Helping Remigio through his conversion was Jesuit Father Jerry Overbeck, a professor, chaplain and pastoral counselor at Loyola University Chicago who visits the Cathedral Basilica of Our Lady of Peace for an extended period each summer.
Elefante made the introduction. They “clicked,” he said.
That was a little over a year ago.
“It has been an incredible grace to be welcomed into his journey of faith the way he has welcomed me,” Father Overbeck said. “I could just tell we were soulmates. I don’t know why.”
“And the initiative that young man took to contact me, both through phone and email, was amazing,” the priest said, “just sharing his faith journey, the ups and the downs, the best and the worst of it.”

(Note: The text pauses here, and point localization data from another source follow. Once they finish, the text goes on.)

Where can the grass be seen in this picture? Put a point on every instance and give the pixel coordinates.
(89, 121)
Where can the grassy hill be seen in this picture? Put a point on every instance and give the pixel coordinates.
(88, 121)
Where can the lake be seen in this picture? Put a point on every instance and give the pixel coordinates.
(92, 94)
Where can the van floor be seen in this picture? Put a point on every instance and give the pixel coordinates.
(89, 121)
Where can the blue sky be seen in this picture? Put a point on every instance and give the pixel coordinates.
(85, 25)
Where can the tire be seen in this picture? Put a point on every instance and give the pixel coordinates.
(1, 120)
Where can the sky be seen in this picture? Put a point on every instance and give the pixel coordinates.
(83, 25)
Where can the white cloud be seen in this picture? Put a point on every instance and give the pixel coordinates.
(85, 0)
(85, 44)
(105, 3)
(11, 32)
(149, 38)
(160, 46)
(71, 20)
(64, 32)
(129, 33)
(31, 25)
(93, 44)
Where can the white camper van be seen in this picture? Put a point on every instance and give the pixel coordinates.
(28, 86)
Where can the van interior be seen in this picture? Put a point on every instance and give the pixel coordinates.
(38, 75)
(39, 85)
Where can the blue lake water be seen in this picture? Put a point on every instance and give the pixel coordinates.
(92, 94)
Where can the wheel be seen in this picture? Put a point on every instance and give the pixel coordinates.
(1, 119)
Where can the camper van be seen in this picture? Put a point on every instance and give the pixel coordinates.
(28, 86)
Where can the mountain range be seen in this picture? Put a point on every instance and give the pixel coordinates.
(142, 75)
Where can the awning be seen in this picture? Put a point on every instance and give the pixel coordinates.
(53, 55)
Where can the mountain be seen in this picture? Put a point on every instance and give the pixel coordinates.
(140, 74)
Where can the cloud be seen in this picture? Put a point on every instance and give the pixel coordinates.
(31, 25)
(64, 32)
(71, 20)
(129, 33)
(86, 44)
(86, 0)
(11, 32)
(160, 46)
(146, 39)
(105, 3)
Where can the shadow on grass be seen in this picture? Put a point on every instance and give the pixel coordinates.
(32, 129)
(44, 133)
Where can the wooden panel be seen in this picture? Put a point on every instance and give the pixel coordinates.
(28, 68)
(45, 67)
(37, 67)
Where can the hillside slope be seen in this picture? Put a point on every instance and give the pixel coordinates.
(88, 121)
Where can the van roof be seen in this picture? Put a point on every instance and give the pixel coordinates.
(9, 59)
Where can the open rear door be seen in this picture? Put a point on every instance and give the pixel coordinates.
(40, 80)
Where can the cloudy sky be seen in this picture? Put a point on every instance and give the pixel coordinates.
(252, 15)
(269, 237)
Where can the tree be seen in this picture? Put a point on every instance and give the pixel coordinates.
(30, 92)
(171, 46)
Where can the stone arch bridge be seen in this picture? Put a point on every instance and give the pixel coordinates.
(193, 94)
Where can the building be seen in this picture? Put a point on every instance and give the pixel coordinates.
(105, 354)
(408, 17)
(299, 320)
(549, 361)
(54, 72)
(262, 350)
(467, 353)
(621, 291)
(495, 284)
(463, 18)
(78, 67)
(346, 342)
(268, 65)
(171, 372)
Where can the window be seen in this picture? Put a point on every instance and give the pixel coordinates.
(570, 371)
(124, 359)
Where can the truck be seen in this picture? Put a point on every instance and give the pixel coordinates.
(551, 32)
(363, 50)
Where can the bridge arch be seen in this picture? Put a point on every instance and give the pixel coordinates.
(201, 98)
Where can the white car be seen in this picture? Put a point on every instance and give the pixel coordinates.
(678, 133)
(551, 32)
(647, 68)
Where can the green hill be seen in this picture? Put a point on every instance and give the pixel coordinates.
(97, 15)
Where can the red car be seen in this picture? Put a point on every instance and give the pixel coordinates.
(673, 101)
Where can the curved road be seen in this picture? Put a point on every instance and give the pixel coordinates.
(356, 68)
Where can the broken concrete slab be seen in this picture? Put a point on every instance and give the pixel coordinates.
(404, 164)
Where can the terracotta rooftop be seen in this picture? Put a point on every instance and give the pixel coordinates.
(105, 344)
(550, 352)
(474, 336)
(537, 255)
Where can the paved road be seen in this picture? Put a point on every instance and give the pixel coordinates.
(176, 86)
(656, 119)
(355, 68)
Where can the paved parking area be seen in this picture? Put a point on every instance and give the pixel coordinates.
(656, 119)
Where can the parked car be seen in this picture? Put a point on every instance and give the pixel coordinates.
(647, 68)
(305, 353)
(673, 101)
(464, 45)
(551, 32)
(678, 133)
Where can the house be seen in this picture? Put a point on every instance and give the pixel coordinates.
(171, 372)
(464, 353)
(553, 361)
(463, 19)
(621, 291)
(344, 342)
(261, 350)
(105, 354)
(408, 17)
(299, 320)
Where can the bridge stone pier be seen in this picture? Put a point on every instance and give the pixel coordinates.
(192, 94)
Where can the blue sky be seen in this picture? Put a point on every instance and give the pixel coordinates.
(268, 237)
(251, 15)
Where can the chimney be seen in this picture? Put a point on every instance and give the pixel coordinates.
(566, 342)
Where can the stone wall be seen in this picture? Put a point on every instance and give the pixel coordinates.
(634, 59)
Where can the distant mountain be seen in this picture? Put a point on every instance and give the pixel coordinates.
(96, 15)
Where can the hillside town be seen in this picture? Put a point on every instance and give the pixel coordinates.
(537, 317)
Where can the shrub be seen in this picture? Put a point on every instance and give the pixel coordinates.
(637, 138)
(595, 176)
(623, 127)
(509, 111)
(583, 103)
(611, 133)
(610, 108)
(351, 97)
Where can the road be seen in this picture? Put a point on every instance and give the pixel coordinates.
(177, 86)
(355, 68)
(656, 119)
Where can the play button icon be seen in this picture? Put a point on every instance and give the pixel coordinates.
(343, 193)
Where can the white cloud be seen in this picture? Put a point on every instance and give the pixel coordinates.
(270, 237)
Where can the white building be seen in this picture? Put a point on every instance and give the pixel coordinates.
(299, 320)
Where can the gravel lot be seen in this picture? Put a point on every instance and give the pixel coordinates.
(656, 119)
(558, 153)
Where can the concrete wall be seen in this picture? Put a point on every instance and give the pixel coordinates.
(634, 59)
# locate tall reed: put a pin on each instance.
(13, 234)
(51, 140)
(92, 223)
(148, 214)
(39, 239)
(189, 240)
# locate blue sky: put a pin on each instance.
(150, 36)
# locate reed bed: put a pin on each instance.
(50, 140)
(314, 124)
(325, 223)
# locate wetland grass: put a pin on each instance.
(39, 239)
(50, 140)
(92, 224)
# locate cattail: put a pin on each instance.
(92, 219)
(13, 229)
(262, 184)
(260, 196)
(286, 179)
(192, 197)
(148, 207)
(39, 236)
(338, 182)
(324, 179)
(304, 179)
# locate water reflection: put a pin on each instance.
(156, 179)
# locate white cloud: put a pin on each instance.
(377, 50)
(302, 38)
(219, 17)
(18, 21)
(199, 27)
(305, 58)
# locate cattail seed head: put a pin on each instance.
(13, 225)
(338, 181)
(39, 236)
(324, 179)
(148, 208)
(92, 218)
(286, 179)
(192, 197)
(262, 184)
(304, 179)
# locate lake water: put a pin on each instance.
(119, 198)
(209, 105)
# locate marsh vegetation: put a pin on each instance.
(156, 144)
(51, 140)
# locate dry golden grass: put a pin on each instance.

“We come here as sinners to be saints,” said Father Overbeck, “and Reno’s been forthright about that.”
He said he helped Remigio “look at his experiences through the lens of faith.”
“It’s bigger than you. It’s bigger than me. God is at work in your heart and because you are open to the activity of the spirit of God, you are, in fact finding your life transformed,” Father Overbeck said.
“So he is now surrounding himself with a community of faith and living out what he celebrated after Easter,” he said, “that he’s on board, that God has welcomed him to be a full Catholic. He is embracing that with mucho gusto. He is just proud of his Catholic faith.
“He’s been through a lot. We’ve all made mistakes and that is why sinners get called,” he said.
Remigio proceeds with no illusions. “I’m still learning how to take it in,” he said. “I’m still very grateful. And as Brandon said, the true test is now. And he was not joking.”
“I’m still, I would say, an infant as a Catholic.”
Pieces of a prior life
In the meantime, pieces of his prior life are resolving themselves. He has joint custody of his two children from his former marriage who now live with their mother on the mainland.
The abuse charge was dismissed. The foreign former girlfriend moved back to her home country.
He won his fifth comeback fight, and lost his sixth, in the welterweight division. But that defeat, coming a few days before his confirmation, did not affect him the way his old losses did. “I learned so much from that experience. I took it like a man.”
His confirmation and first Communion on May 4 at St. Elizabeth Church “was a very momentous occasion,” he said. “It touched my heart. My hope is to break the chains of the past, and to constantly grow in the faith as a confirmed Catholic man of God.”
“It’s a serious commitment. And I really love that. I really appreciate it. I love who I’m becoming through this. Catholicism has really given me direction in life. It really helps me aim high.”
“I’ve got to say I’ve been living my best life,” Remigio said. “It hasn’t been easy at all. And the tests have been coming. But knowing that, I have good people, I have a better and stronger relationship with God, and I’m better taking care of myself.”